Non si tratta solo di dottrina: la posta è identitaria. L’obiettivo, nemmeno troppo velato, è eleggere un pontefice in grado di arginare quella che viene percepita come una deriva globalista e “soft” del cattolicesimo sinodale di Francesco.

I cardinali americani, sostenuti da think tank come il Napa Institute e reti cattoliche come EWTN, spingono per un ritorno a una “ortodossia muscolare” che riabiliti la legge naturale, riaffermi il primato morale dell’Occidente e, sotto sotto, benedica l’ideologia del “Christian Nationalism” che serpeggia nei discorsi trumpiani. In parallelo, si muove una strategia di soft power: briefing riservati con i cardinali africani e asiatici, promesse di sostegno logistico e accademico, fondazioni che offrono borse di studio ai seminaristi stranieri “conformi” alla nuova ortodossia.

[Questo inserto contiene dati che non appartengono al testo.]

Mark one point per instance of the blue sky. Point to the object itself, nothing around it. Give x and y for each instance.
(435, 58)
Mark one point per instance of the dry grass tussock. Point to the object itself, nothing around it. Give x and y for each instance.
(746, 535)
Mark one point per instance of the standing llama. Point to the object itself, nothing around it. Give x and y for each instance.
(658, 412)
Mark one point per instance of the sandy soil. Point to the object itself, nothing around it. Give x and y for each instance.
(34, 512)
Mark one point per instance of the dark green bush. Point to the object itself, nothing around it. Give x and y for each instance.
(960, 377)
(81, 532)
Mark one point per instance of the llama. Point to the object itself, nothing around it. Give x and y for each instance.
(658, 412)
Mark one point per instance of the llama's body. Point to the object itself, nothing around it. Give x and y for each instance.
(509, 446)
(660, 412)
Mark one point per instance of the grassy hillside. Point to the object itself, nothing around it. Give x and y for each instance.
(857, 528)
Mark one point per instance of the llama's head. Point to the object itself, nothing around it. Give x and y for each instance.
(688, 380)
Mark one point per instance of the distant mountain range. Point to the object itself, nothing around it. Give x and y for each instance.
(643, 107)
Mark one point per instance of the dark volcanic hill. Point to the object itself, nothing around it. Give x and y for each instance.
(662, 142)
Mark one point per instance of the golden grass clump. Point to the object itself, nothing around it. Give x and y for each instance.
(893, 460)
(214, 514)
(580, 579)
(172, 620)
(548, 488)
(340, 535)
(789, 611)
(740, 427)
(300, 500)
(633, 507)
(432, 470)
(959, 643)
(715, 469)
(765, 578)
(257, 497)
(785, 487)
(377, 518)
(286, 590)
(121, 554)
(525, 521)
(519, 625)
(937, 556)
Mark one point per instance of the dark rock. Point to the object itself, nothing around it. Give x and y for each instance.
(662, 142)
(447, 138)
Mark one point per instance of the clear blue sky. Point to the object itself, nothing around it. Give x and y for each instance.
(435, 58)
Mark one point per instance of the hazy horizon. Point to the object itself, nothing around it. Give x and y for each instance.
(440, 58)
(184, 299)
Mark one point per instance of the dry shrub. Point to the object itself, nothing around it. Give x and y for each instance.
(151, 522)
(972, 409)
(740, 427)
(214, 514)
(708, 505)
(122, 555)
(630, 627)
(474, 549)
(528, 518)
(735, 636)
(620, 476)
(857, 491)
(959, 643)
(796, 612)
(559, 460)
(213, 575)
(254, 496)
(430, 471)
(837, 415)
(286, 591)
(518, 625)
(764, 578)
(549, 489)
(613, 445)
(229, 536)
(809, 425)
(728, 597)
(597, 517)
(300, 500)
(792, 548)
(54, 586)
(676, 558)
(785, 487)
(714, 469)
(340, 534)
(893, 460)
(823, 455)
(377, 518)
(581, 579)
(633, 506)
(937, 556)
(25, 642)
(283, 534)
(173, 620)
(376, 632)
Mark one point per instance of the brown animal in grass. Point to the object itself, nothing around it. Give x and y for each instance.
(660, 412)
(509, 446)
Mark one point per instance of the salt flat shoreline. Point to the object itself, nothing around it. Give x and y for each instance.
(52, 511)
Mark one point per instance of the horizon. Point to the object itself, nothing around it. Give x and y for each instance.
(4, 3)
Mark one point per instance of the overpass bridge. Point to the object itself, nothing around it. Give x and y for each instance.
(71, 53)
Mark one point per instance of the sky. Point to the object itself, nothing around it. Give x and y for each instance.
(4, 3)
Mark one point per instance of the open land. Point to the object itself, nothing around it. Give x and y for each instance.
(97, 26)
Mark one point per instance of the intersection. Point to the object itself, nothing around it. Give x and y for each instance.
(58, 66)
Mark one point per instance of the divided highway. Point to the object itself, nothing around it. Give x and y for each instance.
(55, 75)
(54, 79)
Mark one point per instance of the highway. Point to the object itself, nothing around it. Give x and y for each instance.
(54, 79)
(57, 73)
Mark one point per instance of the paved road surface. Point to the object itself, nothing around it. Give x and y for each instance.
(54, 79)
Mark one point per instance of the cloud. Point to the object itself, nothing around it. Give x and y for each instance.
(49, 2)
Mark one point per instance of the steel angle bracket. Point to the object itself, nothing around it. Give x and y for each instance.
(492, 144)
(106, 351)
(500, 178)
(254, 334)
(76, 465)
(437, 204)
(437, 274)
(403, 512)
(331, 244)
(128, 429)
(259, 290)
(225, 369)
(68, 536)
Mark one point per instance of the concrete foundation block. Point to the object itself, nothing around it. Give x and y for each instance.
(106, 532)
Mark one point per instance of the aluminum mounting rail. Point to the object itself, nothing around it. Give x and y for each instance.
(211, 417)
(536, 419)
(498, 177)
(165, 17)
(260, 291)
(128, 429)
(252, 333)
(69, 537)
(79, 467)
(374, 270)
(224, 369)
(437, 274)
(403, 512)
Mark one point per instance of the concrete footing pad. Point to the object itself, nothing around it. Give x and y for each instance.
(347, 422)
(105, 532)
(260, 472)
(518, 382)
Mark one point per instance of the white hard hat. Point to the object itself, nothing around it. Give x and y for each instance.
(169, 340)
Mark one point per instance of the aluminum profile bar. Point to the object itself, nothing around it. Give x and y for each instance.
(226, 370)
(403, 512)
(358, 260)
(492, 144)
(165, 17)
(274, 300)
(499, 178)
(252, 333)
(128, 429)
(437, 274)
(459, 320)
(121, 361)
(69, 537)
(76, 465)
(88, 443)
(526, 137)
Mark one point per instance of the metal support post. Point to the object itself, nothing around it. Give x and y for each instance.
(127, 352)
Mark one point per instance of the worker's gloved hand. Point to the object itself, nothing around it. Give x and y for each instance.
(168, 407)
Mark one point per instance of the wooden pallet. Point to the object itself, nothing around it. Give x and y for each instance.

È l’ombra lunga di una teologia post-Benedetto, che intende rivestire di razionalismo scolastico l’identitarismo americano, e che considera l’enciclica Fratelli Tutti come un indebolimento della visione sacrale dell’ordine sociale. In questo scenario, il conclave non è più un esercizio di discernimento spirituale, ma una mappa geopolitica in miniatura, dove la partita tra modernità liquida e restaurazione metafisica si gioca sull’asse tra Roma e Washington. E forse, tra un caffè nel cortile del Belvedere (non quello del Bar dei Daini) e un’agenda condivisa su Telegram, qualche voto è già stato promesso.

L’autonomia morale viene così messa alla prova: il libero arbitrio dei cardinali deve resistere alle pressioni delle lobby geografiche, alle retoriche nazionalistiche del “cattolicesimo bianco” e alle sirene conservatrici di retroguardie ecclesiali tentate dal “ritorno all’antico”.

Eppure, questo avanguardismo kantiano coabita con un residuo teologico che non ha mai digerito l’etica della pura ragione: già Karol Wojtyła, in polemica col filosofo di Königsberg, criticava la disinteressatezza kantiana come negazione dell’unità tra Bene e Sommo Bene; la morale di dovere era ridotta a un freddo calcolo, incapace di cogliere la pietas del giudizio divino e l’istinto escatologico del perdono.

Il contrasto tra la “certezza di fede” che la Chiesa ritiene dono del Magistero e l’“imperativo categorico” kantiano spingerà i cardinali a misurarsi con la loro vocazione drammaturgica: garantire Gerarchia e Tradizione, sì, ma senza rinnegare lo slancio innovativo di un pontificato che ha fatto del dialogo con il mondo contemporaneo la sua cifra.

In coda a questi drammi filosofico-teologici, l’“algoretica” della Chiesa ovvero il tentativo di disciplinare eticamente il disegno algoritmico e l’intelligenza artificiale attende il proprio protagonista.

Il Vaticano, con il documento “Antica et nova”, ha già alzato l’allerta sul “shadow of evil” insito nelle macchine che generano deepfake e polarizzazione politica, e invita a un controllo serrato affinché l’IA resti strumento e non signore della dignità umana.

Ma chi siederà al soglio petrino deciderà se proseguire sulla linea di una “morale digitale” ispirata alla fraternitas universalis o abbandonarla in nome di un tradizionalismo difensivo, incapace di leggere i rischi e le opportunità offerte dalla rivoluzione tecnologica.

Il conclave si profila dunque come un bivio non solo geografico-politico, ma etico-tecnologico: l’esito stabilirà quali coordinate seguirà la Chiesa nella società algoritmica che verrà. La posta in gioco non è soltanto un nome su un trono, ma il bando o l’abbraccio di un’“algoretica” capace di armonizzare la tensione tra legge morale, fede religiosa e intelligenza artificiale.